しかし近年のメドケムにおいてアジドを積極的に残す例はほとんど見られず、結果としてアジドチミジンの奇抜さが目立っています。一方でケミカルプローブとしてのアジド化合物は続々と開発されており、in celluo や in vivo での利用は爆発的に増えています。Bioorthogonal な置換基として持て囃されるアジドですが、その毒性や代謝安定性などは、アジド含有医薬品の例が少ないためにイマイチ解明されていないのが現状ではないでしょうか。これらの問題がクリアできれば、アジドが構造活性相関の取得へ積極的に用いられるようになるかもしれません。その辺に残っているアジド中間体の生理活性を測ってみても良いかもしれませんね。
余談
利尿薬にトリクロルメチアジドとヒドロクロロチアジドという医薬品がありますが、これらは -thiazide をステムとして持つ医薬品であり、-N3 とは全く関係ありませんのであしからず。
参考文献
[1] J.P. Horwitz; J. CHUA, M. Noel, “Nucleosides. V. The Monomesylates of 1-(2′-Deoxy-β-D-lyxofuranosyl) thymine”, The Journal of Organic Chemistry, 1964, 29(7), 2076-2078.[2] 満屋裕明, HIV-1 感染症と AIDS の治療薬の研究開発の経験からみた NIH, https://www.kantei.go.jp/jp/singi/kenkouiryou/tyousakai/dai2/siryou05-1.pdf, 2024年1月7日閲覧.

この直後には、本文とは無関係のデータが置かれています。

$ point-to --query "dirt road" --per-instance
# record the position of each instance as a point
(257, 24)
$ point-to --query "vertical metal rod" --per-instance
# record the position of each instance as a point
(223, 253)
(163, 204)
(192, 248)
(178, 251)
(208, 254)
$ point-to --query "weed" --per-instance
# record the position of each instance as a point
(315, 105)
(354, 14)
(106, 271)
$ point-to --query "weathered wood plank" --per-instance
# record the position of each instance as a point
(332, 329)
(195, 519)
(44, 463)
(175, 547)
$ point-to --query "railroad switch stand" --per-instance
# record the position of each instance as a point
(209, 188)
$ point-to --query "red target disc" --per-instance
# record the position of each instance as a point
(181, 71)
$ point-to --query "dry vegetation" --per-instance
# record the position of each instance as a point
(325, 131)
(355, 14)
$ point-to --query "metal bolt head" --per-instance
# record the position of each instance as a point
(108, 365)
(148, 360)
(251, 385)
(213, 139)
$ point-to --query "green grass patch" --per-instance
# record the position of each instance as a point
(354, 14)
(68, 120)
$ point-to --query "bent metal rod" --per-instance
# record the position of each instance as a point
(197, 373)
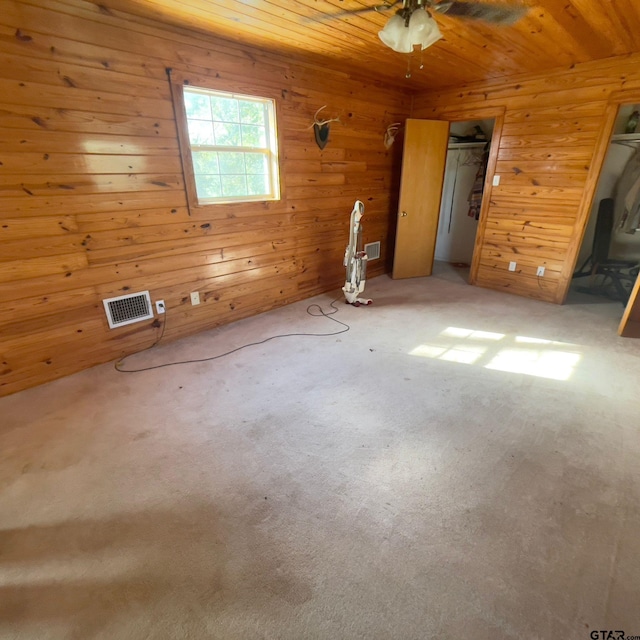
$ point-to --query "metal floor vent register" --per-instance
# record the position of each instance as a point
(123, 310)
(372, 250)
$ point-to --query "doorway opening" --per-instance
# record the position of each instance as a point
(462, 193)
(609, 257)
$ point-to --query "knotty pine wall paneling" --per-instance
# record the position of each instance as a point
(556, 131)
(92, 198)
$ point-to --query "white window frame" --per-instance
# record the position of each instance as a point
(270, 150)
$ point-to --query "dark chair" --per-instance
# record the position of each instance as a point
(618, 275)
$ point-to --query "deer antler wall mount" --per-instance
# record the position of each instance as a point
(321, 128)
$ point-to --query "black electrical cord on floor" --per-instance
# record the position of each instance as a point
(322, 312)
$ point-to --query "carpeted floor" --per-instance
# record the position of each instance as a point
(461, 464)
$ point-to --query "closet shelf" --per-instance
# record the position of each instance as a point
(469, 145)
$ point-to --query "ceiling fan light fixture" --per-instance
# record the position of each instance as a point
(396, 35)
(403, 35)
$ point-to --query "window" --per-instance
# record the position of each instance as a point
(234, 151)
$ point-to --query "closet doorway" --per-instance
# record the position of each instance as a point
(462, 193)
(609, 257)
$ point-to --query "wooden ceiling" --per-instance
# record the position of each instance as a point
(554, 33)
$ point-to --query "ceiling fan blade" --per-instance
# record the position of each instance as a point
(495, 13)
(349, 12)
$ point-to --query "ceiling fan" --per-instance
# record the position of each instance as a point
(412, 24)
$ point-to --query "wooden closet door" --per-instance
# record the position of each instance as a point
(423, 164)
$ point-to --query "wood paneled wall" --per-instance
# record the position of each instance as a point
(92, 199)
(556, 129)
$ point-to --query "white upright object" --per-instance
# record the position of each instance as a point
(355, 260)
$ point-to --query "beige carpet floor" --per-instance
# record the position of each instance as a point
(461, 464)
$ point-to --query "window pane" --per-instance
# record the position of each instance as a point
(234, 185)
(208, 186)
(227, 134)
(225, 109)
(258, 185)
(252, 112)
(256, 163)
(197, 106)
(205, 162)
(200, 132)
(231, 163)
(253, 136)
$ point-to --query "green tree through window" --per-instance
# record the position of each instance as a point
(233, 146)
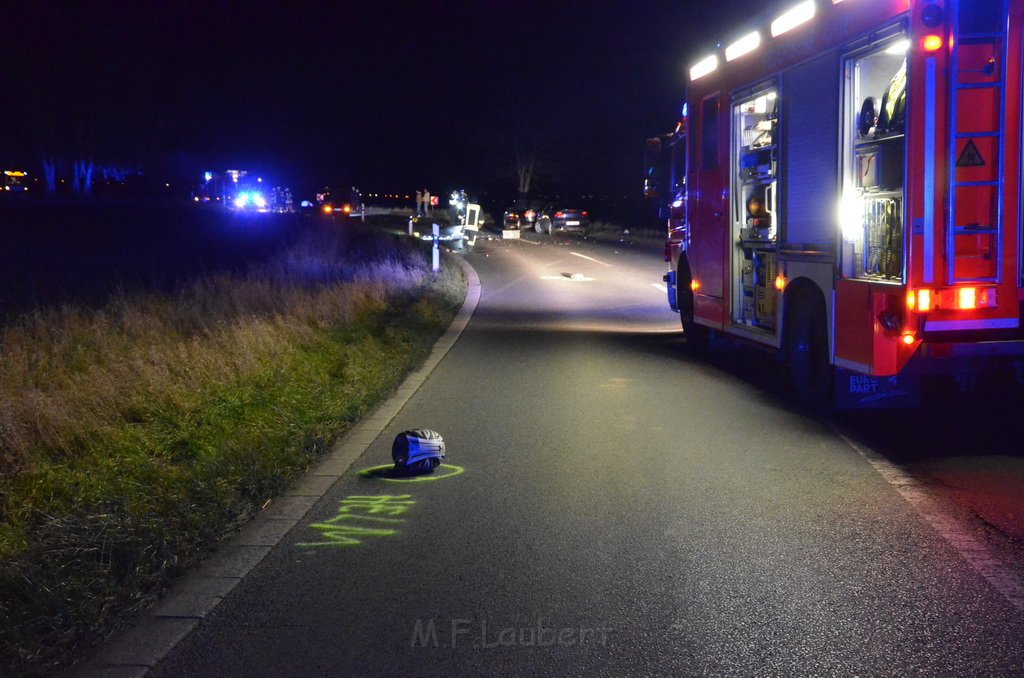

[3] “Azidomorphine is an agonist of high-affinity opioid receptor binding sites”, Neurochem Res, 1986, 11, 1565-1569. DOI: 10.1007/BF00965775.
[4] Anton C. de Groot, “Monographs in Contact Allergy, Volume 3: Topical Drugs”, CRC PRESS, 2021, pp. 79.
[5] J. Kraus, M. Kraus, N. Liu, L. Besse, J. Bader, P.P. Geurink, G. de Bruin, A.F. Kisselev, H. Overkleeft, C. Driessen “The novel β2-selective proteasome inhibitor LU-102 decreases phosphorylation of I kappa B and induces highly synergistic cytotoxicity in combination with ibrutinib in multiple myeloma cells”, Cancer Chemother. Pharmacol, 2015 76(2), 383-396. DOI: 10.1007/s00280-015-2801-0.